The current peak demand of 2,439.06MW is slightly lower than the country’s maximum generation capacity of 2,882MW, excluding the 200MW imports from Ethiopia.

Principal Secretary in the State Department for Energy Alex Wachira said that the spinning reserves have remained below five percent in the past few years, leaving the country on the brink of a crisis amid a consumption spike.

“Unfortunately, we have been having a decline in our spinning reserves. But the two plants in Menengai and the KenGen one will have an additional 133MW. Remember, we will also double imports from Ethiopia to 400MW. This will help us go back to the eight percent that we see as safe,” said Mr Wachira.

British clean energy firm Globeleq and Chinese-backed Kaishan Group are developing two geothermal power plants, each with a capacity of 35MW. Additionally, the rehabilitation of the Olkaria I plant to increase its capacity from 18MW to 63MW is nearing completion.

The dwindling reserve margins have left Kenya facing bigger prospects of widespread outages in case a major plant like the 310MW Lake Turkana Wind Plant breaks down.

Increased connections with the total customers standing slightly above 10.06 million and increased economic activities have upped the pressure on Kenya Power to ensure enough supplies.

Globeleq and OrPower 22 are part of the three independent power producers (IPPs) contracted to build plants at the Menengai geothermal fields.

OrPower 22, which is fully owned by Kaishan Group of China, has completed its plant and will start trialing supplies to Kenya Power in March.

Globeleq expects to complete its plant in June.
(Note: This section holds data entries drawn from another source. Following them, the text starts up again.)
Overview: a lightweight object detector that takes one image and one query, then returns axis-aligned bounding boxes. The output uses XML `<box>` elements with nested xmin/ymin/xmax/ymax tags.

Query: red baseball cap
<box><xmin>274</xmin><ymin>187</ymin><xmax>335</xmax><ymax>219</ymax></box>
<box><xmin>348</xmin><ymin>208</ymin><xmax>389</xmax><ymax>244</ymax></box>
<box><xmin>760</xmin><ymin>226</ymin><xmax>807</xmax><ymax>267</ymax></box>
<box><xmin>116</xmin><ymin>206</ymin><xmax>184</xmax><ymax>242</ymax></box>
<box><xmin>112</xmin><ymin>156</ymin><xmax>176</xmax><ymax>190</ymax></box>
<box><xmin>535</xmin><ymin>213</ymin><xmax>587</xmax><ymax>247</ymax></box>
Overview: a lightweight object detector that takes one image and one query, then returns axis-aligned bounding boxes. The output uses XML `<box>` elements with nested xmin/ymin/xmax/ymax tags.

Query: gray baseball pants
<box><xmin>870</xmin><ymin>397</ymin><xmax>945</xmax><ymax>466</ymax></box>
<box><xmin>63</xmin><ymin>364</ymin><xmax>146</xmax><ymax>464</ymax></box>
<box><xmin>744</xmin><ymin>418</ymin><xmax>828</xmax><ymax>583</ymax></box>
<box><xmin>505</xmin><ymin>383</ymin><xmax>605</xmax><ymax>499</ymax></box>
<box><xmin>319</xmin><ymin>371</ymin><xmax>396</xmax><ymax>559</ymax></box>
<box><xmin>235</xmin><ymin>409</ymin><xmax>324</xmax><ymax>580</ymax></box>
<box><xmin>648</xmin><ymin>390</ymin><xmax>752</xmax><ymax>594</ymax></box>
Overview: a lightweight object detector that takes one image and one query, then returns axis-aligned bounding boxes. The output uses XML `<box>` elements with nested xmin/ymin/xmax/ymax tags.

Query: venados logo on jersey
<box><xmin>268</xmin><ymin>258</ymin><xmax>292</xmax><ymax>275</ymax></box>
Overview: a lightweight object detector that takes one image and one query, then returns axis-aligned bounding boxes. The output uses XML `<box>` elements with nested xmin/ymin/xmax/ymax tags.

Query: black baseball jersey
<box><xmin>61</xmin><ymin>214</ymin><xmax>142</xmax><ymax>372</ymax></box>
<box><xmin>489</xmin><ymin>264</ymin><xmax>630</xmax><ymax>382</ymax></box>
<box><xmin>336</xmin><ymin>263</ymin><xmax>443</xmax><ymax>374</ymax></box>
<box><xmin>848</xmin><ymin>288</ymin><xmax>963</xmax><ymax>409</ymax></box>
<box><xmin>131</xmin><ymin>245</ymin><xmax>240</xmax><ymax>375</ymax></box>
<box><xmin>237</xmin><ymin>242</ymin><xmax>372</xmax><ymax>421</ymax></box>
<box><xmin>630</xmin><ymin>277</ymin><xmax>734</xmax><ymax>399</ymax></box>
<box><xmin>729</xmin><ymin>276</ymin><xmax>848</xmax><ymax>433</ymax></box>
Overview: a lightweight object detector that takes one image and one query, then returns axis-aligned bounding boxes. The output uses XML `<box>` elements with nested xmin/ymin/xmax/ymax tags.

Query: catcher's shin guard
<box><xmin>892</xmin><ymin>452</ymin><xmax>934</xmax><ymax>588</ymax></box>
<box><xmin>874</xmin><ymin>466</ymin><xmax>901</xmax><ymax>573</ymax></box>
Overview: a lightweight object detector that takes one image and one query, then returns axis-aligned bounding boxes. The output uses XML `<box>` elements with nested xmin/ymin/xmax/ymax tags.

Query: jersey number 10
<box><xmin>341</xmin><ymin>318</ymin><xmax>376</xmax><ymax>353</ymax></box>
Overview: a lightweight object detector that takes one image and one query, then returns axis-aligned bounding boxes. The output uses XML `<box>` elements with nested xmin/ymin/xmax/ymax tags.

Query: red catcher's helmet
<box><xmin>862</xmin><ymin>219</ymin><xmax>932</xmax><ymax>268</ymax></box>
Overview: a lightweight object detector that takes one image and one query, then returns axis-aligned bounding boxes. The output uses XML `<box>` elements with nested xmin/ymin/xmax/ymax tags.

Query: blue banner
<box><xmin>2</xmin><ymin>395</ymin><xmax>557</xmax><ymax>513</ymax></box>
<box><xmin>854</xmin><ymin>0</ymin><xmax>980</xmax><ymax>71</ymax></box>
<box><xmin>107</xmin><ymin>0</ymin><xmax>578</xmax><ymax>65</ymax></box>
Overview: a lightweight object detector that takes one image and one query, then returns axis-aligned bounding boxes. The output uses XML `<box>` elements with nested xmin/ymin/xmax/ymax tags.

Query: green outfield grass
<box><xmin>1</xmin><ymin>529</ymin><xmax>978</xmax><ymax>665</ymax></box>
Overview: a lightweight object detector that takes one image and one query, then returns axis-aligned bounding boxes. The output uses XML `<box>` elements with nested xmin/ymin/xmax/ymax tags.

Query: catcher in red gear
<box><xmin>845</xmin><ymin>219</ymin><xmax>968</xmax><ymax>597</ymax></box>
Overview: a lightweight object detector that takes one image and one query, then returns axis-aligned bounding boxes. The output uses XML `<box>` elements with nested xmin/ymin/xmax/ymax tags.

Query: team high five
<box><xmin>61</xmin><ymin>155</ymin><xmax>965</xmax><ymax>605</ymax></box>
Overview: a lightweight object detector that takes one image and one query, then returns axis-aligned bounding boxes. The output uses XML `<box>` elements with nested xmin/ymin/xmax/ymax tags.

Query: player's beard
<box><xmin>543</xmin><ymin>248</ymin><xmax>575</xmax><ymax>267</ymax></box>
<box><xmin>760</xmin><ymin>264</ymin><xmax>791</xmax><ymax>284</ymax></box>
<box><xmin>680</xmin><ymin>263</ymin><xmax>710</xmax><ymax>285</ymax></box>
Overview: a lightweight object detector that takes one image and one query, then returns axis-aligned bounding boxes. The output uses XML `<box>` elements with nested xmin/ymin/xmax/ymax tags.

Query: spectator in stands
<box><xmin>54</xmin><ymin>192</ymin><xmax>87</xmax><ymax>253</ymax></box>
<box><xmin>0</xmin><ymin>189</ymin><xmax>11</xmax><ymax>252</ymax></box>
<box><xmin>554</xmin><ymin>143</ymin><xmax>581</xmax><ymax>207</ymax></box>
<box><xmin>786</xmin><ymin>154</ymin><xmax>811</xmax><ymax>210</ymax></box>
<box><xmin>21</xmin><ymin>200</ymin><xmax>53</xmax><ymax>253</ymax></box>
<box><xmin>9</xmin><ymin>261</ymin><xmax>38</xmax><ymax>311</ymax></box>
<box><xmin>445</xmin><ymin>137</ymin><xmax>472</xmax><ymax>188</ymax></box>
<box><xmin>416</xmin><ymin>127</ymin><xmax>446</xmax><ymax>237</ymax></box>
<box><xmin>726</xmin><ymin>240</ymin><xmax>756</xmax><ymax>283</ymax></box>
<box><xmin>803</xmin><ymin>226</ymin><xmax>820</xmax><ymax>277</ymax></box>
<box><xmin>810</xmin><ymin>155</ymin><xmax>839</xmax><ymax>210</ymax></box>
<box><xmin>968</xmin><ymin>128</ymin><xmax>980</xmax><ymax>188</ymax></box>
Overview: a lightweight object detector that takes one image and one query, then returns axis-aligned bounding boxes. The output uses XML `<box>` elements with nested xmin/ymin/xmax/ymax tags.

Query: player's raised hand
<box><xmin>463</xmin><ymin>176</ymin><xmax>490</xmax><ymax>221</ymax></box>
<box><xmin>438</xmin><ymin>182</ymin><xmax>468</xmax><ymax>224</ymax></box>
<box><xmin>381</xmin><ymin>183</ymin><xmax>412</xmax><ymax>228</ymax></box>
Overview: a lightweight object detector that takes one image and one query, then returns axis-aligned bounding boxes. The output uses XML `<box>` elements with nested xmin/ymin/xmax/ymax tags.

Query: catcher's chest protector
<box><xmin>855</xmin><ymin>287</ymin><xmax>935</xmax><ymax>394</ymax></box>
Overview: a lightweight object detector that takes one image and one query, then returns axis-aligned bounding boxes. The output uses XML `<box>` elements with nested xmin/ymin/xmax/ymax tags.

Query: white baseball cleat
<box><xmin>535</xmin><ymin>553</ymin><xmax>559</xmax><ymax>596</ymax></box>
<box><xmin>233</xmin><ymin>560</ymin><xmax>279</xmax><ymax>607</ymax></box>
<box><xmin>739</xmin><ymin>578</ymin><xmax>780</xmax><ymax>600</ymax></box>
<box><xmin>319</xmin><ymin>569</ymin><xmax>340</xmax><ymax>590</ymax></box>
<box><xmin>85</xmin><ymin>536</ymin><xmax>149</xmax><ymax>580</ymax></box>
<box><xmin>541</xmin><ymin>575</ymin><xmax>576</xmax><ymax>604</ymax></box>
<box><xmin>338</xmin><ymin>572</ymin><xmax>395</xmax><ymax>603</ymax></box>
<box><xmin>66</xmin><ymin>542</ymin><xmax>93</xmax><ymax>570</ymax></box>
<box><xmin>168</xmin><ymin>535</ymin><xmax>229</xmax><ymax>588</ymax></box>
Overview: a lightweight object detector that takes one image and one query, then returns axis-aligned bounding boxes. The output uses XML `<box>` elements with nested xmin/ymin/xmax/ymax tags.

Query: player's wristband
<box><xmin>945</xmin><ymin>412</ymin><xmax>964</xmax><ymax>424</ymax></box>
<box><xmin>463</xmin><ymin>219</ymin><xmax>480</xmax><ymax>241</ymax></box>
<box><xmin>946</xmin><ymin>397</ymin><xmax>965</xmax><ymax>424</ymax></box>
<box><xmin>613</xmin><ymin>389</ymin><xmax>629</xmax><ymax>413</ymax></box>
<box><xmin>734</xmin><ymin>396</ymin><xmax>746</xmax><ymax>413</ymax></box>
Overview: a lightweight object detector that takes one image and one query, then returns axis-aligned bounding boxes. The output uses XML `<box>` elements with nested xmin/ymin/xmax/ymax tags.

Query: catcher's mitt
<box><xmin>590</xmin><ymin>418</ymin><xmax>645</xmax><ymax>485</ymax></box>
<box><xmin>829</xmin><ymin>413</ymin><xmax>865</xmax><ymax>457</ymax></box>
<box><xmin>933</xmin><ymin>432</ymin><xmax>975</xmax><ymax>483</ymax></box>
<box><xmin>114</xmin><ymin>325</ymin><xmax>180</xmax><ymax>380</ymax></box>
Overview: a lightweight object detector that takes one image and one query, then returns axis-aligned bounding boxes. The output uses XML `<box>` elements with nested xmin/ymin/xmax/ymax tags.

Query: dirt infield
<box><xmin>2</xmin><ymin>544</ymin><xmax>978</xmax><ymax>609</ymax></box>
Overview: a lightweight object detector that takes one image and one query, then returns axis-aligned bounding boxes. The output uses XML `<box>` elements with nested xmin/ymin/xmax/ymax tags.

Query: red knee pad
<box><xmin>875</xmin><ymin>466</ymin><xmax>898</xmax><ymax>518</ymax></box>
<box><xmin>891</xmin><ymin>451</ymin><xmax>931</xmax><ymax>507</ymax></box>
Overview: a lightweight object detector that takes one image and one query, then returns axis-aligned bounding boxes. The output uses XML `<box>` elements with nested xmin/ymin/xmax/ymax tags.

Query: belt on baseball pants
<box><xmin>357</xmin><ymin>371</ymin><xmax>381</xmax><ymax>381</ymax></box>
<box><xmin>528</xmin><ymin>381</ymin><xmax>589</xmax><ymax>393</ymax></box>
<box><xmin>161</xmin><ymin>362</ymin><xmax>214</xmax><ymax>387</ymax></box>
Sosian Energy has been supplying electricity from its plant since mid-2023.

State-owned Kenya Electricity Generating Company (KenGen) is upgrading its Olkaria I plant (Units 1-3) to increase its capacity from 45MW to 63MW. The plant has been out of service since 2023, when it was shut down ahead of the rehabilitation works.

Besides the three plants, Kenya Power will, from December 2026, double imports from Ethiopia to 400MW in line with the 25-year power purchase agreement that was signed in 2022.

Kenya Power has, since 2022, been importing 200MW of hydropower, shipments which have been critical in averting widespread blackouts amid a significant jump in consumption.

The country recorded five peak demands in 2025 alone, with the highest being a 2,439.06MW, which was on recorded on December 4, 2025.